Akhirnya Aku tak dapat menolak permintaan bapak tersebut. Aku diantar sampai rumah. Kebetulan Bapak itu adalah kepala toko grosir “Semua Ada”. Pak Edo merasa kagum atas sikap dek Uma, sehingga pak Edo mengajak Uma dan Ibunya agar mau bekerja ditokonya.
“ Bapak serius, ingin mengajak kami?? “Tanyaku tak yakin”.
“Ya, Saya serius!”.
“Karena kami memang lagi membutuhkannya”.
“Terima kasih pak, terima kasih banyak”. “ tuturku yang kegirangan”
“ Benarkan Ibu tak layak menjadi Asisten Kebun?? “tanyanya pada Uma”
“ Ha,,ha,,,ha,, Ibu ni ada-ada saja”. “Bukan Asisten Kebun seperti yang ada di mimpi Uma, tapi Asisten pak Edo”, jawab Uma sedikit menggurui Ibunya”.
***
Satu bulan sudah berjalan. Mereka begitu semangat bekerja di toko pak Edo. Pak Edo juga sering memberi mereka bonus karena kerja mereka yang selalu melayani pembeli dengan baik. Kini Aku juga dapat melanjutkan sekolaa lagi, seperti teman-teman sebayaku.
***
Setelah resmi menjadi murid baru aku juga mendapatkan teman baru. Bulan Desember ini kami dipeributkan dengan adanya hari Ibu tanggal 22 Desember. Banyak dari kami saling tukar pendapat untuk memberi kado buat Ibu. Termasuk aku. Aku bingung ingin memberi kado apa buat Ibu. Saat itu hari Ibu jatuh pada hari minggu. Kebetulan sekali Ibu libur kerja.

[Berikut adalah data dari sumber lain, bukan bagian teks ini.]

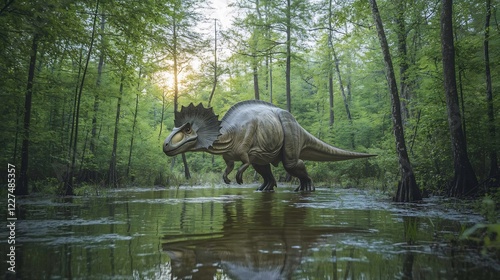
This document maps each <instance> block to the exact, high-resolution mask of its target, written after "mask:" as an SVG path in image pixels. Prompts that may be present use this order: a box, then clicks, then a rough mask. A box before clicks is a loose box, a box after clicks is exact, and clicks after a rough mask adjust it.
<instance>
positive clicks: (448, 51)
mask: <svg viewBox="0 0 500 280" xmlns="http://www.w3.org/2000/svg"><path fill="white" fill-rule="evenodd" d="M441 4H442V7H441V53H442V57H443V76H444V79H443V81H444V92H445V96H446V107H447V110H448V127H449V130H450V136H451V147H452V153H453V168H454V172H455V175H454V178H453V180H452V182H451V184H450V189H449V194H450V195H451V196H455V197H463V196H472V195H474V194H475V193H476V192H477V177H476V173H475V172H474V169H473V168H472V164H471V163H470V160H469V156H468V153H467V146H466V139H465V135H464V131H463V129H462V116H461V114H460V106H459V102H458V92H457V81H456V75H455V44H454V40H453V0H442V1H441Z"/></svg>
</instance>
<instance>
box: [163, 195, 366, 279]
mask: <svg viewBox="0 0 500 280" xmlns="http://www.w3.org/2000/svg"><path fill="white" fill-rule="evenodd" d="M277 200H278V199H277V196H276V195H275V194H273V193H262V194H260V193H259V194H258V196H256V197H255V199H254V200H253V202H254V203H253V205H252V208H249V207H245V206H244V200H243V199H238V200H236V201H233V202H231V203H226V204H224V206H223V215H224V217H225V221H224V223H223V227H222V229H221V230H220V231H218V232H216V233H212V234H204V235H194V236H185V235H174V236H172V235H170V236H165V237H164V239H163V242H164V244H163V249H164V250H165V251H166V252H167V254H168V255H169V256H170V258H171V260H172V271H173V274H174V275H175V276H177V277H179V278H185V277H193V279H213V278H214V276H216V275H217V273H220V272H221V270H222V271H223V272H224V273H225V274H226V275H227V276H229V277H230V278H231V279H290V278H292V275H293V274H294V272H295V271H296V270H297V269H298V267H299V265H300V264H301V263H302V262H304V260H305V258H306V257H311V256H308V252H309V251H310V250H311V249H314V248H319V247H321V246H322V245H324V244H325V243H326V242H327V238H326V237H329V238H328V240H330V241H331V240H332V239H331V237H332V236H335V235H337V234H349V233H362V232H364V233H367V234H369V233H370V232H369V231H367V230H363V229H360V228H353V227H347V226H333V225H328V224H325V225H321V226H317V225H308V224H307V223H308V216H310V213H309V212H310V209H308V208H306V207H296V204H297V203H303V202H304V201H306V200H307V197H305V196H302V195H295V196H293V197H291V199H290V201H287V203H286V204H285V206H283V207H281V205H280V203H281V204H283V202H280V201H277ZM332 259H333V261H332V263H334V264H336V261H335V259H334V258H332ZM325 276H327V275H325Z"/></svg>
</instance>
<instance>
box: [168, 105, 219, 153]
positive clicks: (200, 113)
mask: <svg viewBox="0 0 500 280" xmlns="http://www.w3.org/2000/svg"><path fill="white" fill-rule="evenodd" d="M218 117H219V116H217V115H216V114H215V113H214V110H213V109H212V108H211V107H210V108H205V107H203V105H202V104H201V103H200V104H198V105H196V106H194V104H193V103H191V104H189V105H188V106H187V107H185V106H182V108H181V110H180V112H175V120H174V124H175V126H176V127H181V126H182V125H184V124H186V123H190V124H191V127H192V128H193V130H194V131H196V133H197V135H198V142H197V145H196V146H197V148H208V147H210V146H211V145H212V144H213V143H214V141H215V140H217V137H219V135H220V132H219V130H220V127H221V126H220V124H221V122H220V121H219V119H218Z"/></svg>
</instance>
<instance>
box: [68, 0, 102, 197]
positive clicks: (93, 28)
mask: <svg viewBox="0 0 500 280" xmlns="http://www.w3.org/2000/svg"><path fill="white" fill-rule="evenodd" d="M98 11H99V1H97V3H96V7H95V14H94V21H93V25H92V34H91V36H90V45H89V51H88V53H87V59H86V61H85V67H84V68H83V73H82V80H81V82H80V88H79V90H78V96H77V99H76V107H75V111H76V112H75V115H74V116H75V118H74V127H75V129H74V137H73V144H70V147H72V148H73V151H72V152H71V165H70V167H69V174H68V175H67V178H66V180H65V182H64V195H73V175H74V172H75V171H74V170H75V164H76V150H77V146H78V145H77V144H78V129H79V124H80V121H79V120H80V104H81V100H82V93H83V85H84V84H85V77H86V75H87V69H88V67H89V62H90V55H91V54H92V48H93V47H94V38H95V28H96V23H97V12H98ZM80 67H81V66H80Z"/></svg>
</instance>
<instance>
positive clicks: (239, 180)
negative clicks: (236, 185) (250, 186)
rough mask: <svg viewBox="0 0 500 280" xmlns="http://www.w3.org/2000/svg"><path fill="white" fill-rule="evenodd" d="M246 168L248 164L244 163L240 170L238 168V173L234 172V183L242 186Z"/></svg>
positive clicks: (246, 167)
mask: <svg viewBox="0 0 500 280" xmlns="http://www.w3.org/2000/svg"><path fill="white" fill-rule="evenodd" d="M248 166H250V164H249V163H245V164H243V165H242V166H241V167H240V168H238V172H236V183H238V184H240V185H241V184H243V172H245V170H247V168H248Z"/></svg>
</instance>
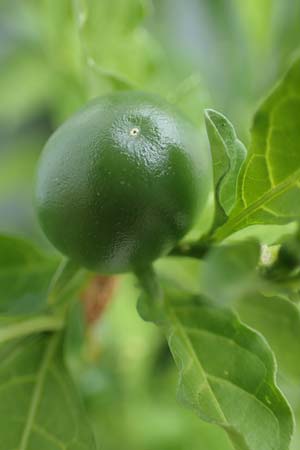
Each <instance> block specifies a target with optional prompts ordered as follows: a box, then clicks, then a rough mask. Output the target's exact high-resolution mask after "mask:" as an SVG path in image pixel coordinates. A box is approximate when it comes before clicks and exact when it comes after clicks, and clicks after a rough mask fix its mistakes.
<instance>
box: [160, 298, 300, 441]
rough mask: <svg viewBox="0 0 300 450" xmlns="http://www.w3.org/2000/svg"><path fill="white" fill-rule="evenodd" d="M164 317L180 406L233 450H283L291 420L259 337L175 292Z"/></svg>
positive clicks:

Aku berncana membeli sepasang baju muslim untuk Ibu. Dari dulu Ibu ingin membeli baju itu tapi belum kesampaian. Kali ini aku harus diam-diam membelinya. Agar Ibu senang mendapatkan survice dariku nanti.
***
Tibalah saat-saat yang dinantikan, aku membungkus kado itu dengan sangat rapi, dan menggoreskan tinta hitam diatasnya “Selamat hari Ibu, semoga Ibu selalu bahagia untuk selamnya, I love u Mam”.
Namun Tuhan berkata lain. Setelah selesai shalat subuh, Ibu tak keluar-keluar dari kamar. Biasanya Ibu langsung menuju dapur. Kali ini sampai pukul 8 pagi Ibu tak keluar juga. Aku menghampirinya. Terlihat Ibu masih memejamkan matanya. “Bu, Bu, Bu. Tiga kali aku memanggilnya, namun tak ada jawaban. Hatiku semakin cemas. Aku menggoyang-goyangkan badannya tapi Ibu dima saja. Aku menangis histeris melihat kepergian Ibu yang begitu singkat. Belum sempat aku memberikan kado itu, Ibu sudah tiada. Berjuta rasa berkecamuk dihatiku. Walau jeritanku membelah bumi, perpisahan ini harus terjadi, tak dapat kuhalangi.
“Tuhan rencana apa yang kau berikan untukku??, sampai Kau ambil nyawa ibuku”.
“Semua seperti mimpi, disaat minggu indah “Di dua puluh dua Desember ini”.
“Ibu,,
“Kenapa haru, harus minggu” rintihku”.